Please take some time to look at pre 2020 Bruichladdich reviews on this site.
I don’t agree with this review. Of course whisky is personal, makes it what it is.
I have had multiple bottles of Black art, they have been very good. They cost between £150 – £220. The things is, in America, it costs more and therefore increases expectation and bias.
I have followed Bruichladdich from the “early days” so have some bandwidth.
Unfortunately in the “whisky business” big business weakens quality. This is especially apparent in the US and Canada. Check the reviews on this site.
To a lesser degree this happens in Scotland as highlighted on this website.
Respect to all whisky heroes in every country. Stay strong!
Fuck big business where costs are increased at the expense of quality and reputation.
I am a big fan of Malt review, please can we but some perspective on things.
Thanks.
M.
So what don’t you agree with? Everything you just mentioned was covered in my article above. The “perspective” you asked for is literally on paragraph 4. If you think my score is too low, familiarize yourself with other Malt ratings. I sing the bottle’s praises and dock it for the thin finish.

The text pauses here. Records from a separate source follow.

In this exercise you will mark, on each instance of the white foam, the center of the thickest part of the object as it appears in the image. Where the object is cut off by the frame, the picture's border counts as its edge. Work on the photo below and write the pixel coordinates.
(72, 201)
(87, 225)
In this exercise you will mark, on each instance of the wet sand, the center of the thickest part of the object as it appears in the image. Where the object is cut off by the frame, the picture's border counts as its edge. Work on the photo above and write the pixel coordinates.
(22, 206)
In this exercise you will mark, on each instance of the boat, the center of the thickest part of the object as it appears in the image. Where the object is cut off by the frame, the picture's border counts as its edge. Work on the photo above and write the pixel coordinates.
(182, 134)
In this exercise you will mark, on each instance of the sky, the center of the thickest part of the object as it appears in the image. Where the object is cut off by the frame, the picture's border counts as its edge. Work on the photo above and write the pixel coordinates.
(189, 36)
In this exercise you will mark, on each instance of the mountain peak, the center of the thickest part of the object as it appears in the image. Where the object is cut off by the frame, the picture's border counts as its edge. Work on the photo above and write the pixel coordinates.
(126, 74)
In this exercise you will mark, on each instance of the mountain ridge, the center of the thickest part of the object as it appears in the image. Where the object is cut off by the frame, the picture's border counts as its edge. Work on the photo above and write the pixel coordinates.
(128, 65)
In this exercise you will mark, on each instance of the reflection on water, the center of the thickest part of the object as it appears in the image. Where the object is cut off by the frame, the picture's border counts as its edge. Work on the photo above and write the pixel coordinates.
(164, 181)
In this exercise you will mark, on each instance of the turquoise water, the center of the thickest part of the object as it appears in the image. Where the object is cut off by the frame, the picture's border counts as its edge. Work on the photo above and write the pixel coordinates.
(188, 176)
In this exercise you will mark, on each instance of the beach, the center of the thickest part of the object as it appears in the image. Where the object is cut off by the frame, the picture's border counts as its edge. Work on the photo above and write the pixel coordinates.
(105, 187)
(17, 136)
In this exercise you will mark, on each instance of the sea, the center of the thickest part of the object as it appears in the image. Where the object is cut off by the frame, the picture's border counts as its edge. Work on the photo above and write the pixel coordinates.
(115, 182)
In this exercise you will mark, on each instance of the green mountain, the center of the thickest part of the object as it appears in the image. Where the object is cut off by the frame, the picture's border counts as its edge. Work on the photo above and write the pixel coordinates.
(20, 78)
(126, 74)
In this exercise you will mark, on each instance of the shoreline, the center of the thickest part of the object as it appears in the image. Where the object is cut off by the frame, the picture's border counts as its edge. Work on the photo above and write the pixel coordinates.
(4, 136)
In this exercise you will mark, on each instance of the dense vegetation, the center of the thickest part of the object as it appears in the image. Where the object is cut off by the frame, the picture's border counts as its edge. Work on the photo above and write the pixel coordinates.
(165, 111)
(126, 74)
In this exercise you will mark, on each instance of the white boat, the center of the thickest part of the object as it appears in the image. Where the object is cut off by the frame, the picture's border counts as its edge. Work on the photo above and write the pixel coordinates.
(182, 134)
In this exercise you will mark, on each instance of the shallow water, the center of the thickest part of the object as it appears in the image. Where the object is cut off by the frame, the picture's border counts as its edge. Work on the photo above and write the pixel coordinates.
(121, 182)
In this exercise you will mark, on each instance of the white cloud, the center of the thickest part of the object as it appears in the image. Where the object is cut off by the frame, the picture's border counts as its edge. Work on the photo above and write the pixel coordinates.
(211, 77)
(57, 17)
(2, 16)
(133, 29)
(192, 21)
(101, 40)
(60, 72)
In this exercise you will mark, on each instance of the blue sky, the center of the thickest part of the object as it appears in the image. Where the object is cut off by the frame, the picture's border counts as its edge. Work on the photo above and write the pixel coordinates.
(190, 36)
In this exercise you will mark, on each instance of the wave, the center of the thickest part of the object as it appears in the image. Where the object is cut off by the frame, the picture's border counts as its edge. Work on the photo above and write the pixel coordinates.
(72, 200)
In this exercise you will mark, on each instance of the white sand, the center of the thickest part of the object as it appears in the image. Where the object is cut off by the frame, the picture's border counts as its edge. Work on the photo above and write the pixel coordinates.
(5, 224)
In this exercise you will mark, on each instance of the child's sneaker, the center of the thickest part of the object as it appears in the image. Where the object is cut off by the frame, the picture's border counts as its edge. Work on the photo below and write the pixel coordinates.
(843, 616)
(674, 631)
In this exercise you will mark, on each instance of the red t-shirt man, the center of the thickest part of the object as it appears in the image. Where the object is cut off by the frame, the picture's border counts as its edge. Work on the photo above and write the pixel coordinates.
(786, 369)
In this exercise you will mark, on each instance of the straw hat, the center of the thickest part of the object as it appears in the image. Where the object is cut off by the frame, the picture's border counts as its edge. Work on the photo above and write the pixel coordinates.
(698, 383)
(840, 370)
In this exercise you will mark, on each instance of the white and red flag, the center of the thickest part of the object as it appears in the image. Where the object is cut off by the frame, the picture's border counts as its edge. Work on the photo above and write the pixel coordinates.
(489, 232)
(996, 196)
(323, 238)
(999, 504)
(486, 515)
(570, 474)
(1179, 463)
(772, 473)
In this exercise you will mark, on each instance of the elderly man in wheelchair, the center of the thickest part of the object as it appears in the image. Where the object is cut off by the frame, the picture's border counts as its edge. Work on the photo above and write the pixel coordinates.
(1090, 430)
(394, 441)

There are a couple of versions of “Black Art” from 1989 so it would be nice also to know which one you reviewed: the 19 y.o. , 21 y.o. or 22 y.o. (cannot recall whether the version 4 was also from ’89 – it might’ve been, but too lazy to now check my notes) judging by the photo you had the first version. Difficult to come by and naturally by now way over-priced, if you ask me. But then I am no collector.
These versions carry the same vintage but were bottled in different years and are of different age.
A grand, you say? It has, most certainly, appreciated nicely. I think back in 2011 a bottle of 22y.o. version (which I consider the best of the first four bottlings – even at the risk of annoying Murray fandom and the 1st edition was the least impressive one) set me back about 80 Euros.
One is lead to consider whether one should be an investor rather than a drinker with these numbers.
Slainte!
The featured picture of the bottle shows it is the 19 yr.